Two of the town watchmen handed the clerk a small chest, which he lifted to the table and opened.
“Look here, witch,” he said. “All these are things we found in your house. What have you to say about them?”
To the astonishment of Jakob Schreevogl and the others he produced a small bag out of the chest, poured some dark brown seeds into his hand and showed them to the witnesses. The stovemaker’s son took a few between his fingers. They smelled slightly of rotting flesh and their shape somewhat resembled caraway seeds.
“Henbane seeds,” said the court clerk, as if he was delivering a lecture. “An important ingredient of the flying salve that witches spread on their broomsticks.”
Jakob Schreevogl shrugged. “My father also used it to flavor his beer, and you aren’t going to describe him, God rest his soul, as a sorcerer.”
“Are you blind?” hissed Lechner. “The proof is clear. Here!” He held up a spiny capsule that looked something like a chestnut. “A thorn apple! Also an ingredient for the witches’ salve, and also found at Stechlin’s house. And here!” He showed them a bunch of small white flowers. “Hellebores! What they call Christmas roses! Freshly gathered. Also a witches’ herb!”
“Excuse me for interrupting you,” Jakob Schreevogl broke in again. “But isn’t the Christmas rose a plant that is supposed to protect us from evil? Even our reverend parish priest recently praised it in his homily as a sign of new life and resurrection. Not for nothing does it bear the name of our Savior…”
“What are you, Schreevogl?” Georg Augustin interjected. “A witness or her advocate? This woman was with the children, and the children are dead or have disappeared. In her house we find the most devilish herbs and mixtures. She is scarcely imprisoned when the Stadel burns down and the devil stalks through our town. It all began with her, and with her it will come to an end.”
“Exactly, you’ll see in a minute,” Berchtholdt scolded. “Turn the screw tighter, then she’ll confess. The devil himself is holding his protecting hand over her. I have an elixir made from Saint-John’s-wort here…” He produced a small bottle containing a bright, blood-red liquid and held it up triumphantly. “This’ll drive the devil out. Just let me pour it down her gullet, the witch!”

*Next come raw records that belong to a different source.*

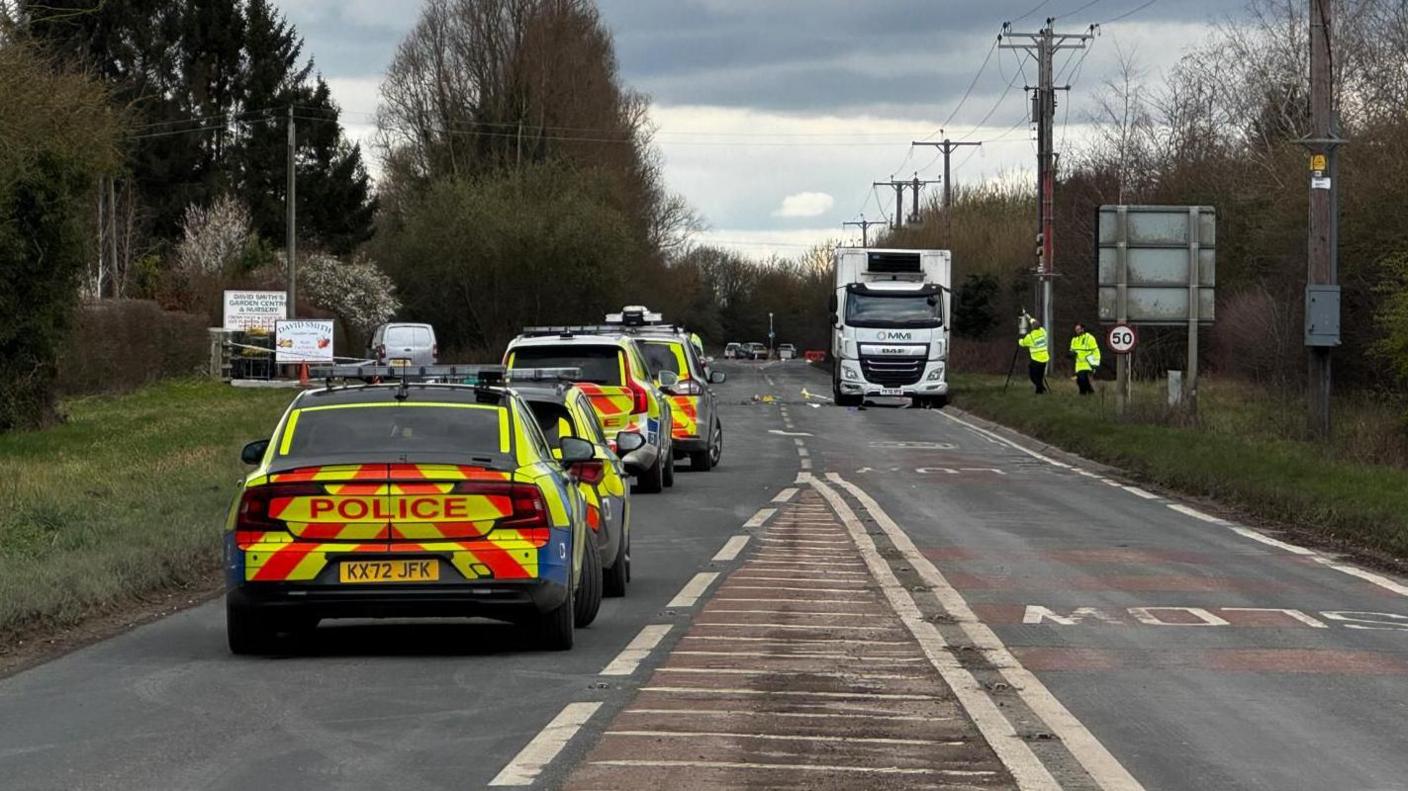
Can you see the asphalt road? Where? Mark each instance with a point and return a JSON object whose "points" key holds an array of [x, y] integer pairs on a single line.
{"points": [[1091, 634], [368, 705]]}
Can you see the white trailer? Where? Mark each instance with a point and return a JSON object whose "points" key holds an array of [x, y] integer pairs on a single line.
{"points": [[890, 315]]}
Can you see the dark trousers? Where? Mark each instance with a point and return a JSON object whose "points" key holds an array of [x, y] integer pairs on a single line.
{"points": [[1083, 382], [1038, 373]]}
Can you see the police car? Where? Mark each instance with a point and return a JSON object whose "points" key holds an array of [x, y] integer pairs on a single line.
{"points": [[618, 383], [411, 498], [563, 410], [673, 355]]}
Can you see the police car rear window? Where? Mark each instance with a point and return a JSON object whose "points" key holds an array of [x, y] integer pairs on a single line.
{"points": [[600, 365], [661, 356], [397, 429]]}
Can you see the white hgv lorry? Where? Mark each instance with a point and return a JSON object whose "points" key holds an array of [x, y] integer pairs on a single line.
{"points": [[890, 315]]}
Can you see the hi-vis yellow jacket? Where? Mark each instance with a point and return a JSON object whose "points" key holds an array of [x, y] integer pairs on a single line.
{"points": [[1035, 342], [1087, 352]]}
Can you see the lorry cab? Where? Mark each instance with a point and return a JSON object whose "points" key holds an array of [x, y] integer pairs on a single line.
{"points": [[890, 325]]}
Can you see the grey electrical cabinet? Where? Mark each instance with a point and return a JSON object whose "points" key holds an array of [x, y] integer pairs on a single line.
{"points": [[1322, 315]]}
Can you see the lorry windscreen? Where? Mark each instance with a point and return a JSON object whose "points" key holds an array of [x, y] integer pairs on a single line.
{"points": [[893, 310]]}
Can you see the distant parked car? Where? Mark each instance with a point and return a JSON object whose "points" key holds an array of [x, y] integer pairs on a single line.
{"points": [[403, 345]]}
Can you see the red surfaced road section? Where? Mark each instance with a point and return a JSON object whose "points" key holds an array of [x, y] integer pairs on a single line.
{"points": [[796, 674]]}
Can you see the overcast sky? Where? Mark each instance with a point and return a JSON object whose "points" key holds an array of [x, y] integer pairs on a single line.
{"points": [[775, 116]]}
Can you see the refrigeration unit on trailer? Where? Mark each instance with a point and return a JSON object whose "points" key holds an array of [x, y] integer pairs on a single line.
{"points": [[890, 317]]}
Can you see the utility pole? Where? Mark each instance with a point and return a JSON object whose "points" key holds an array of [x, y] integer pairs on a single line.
{"points": [[1322, 265], [948, 148], [292, 217], [114, 270], [917, 185], [899, 199], [865, 228], [1044, 47]]}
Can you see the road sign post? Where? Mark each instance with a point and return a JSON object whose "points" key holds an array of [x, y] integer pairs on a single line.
{"points": [[1122, 338], [1156, 265]]}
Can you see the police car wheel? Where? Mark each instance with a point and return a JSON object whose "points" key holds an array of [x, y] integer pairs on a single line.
{"points": [[589, 593], [248, 631], [708, 458], [652, 480], [616, 577], [555, 629]]}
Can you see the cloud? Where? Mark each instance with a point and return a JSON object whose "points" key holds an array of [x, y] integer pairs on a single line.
{"points": [[763, 245], [806, 204]]}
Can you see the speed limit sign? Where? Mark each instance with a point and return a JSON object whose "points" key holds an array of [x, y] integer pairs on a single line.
{"points": [[1122, 338]]}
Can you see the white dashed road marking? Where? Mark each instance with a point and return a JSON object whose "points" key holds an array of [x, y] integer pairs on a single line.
{"points": [[693, 590], [530, 762], [637, 650], [731, 548]]}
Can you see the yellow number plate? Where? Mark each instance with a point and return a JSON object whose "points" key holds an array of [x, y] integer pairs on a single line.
{"points": [[389, 572]]}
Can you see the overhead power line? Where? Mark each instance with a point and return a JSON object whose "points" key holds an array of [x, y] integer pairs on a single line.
{"points": [[1077, 10], [1129, 13]]}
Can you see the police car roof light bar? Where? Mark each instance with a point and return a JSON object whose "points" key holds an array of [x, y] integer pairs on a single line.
{"points": [[566, 331], [544, 375], [480, 373], [635, 315]]}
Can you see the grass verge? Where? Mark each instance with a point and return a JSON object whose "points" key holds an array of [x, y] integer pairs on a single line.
{"points": [[1234, 456], [126, 498]]}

“God Almighty! I don’t know who is the biggest witch here,” cried Jakob Schreevogl. “The midwife or the baker!”
“Quiet!” thundered the clerk. “It can’t go on like this. Executioner, pull her up on the rope. Let’s see if the devil will help here there too.”
Martha Stechlin appeared increasingly apathetic. Her head nodded again and again to the front and her eyeballs seemed to be turned strangely inward. Jakob Schreevogl asked himself if she was actually aware of what was happening around her. Without attempting any resistance, she let herself be pulled to her feet by the hangman and dragged to the rope that was dangling from an iron ring in the ceiling further in the rear of the cell. At the end of the rope there was a hook. The hangman attached this to the manacles with which the midwife’s arms were tied behind her back.
“Shall I tie a stone to her underneath?” Kuisl asked the court clerk. His face was remarkably pale, but otherwise he appeared calm and collected.
Johann Lechner shook his head. “No, no, we’ll try it as it is at first, then we’ll see later.”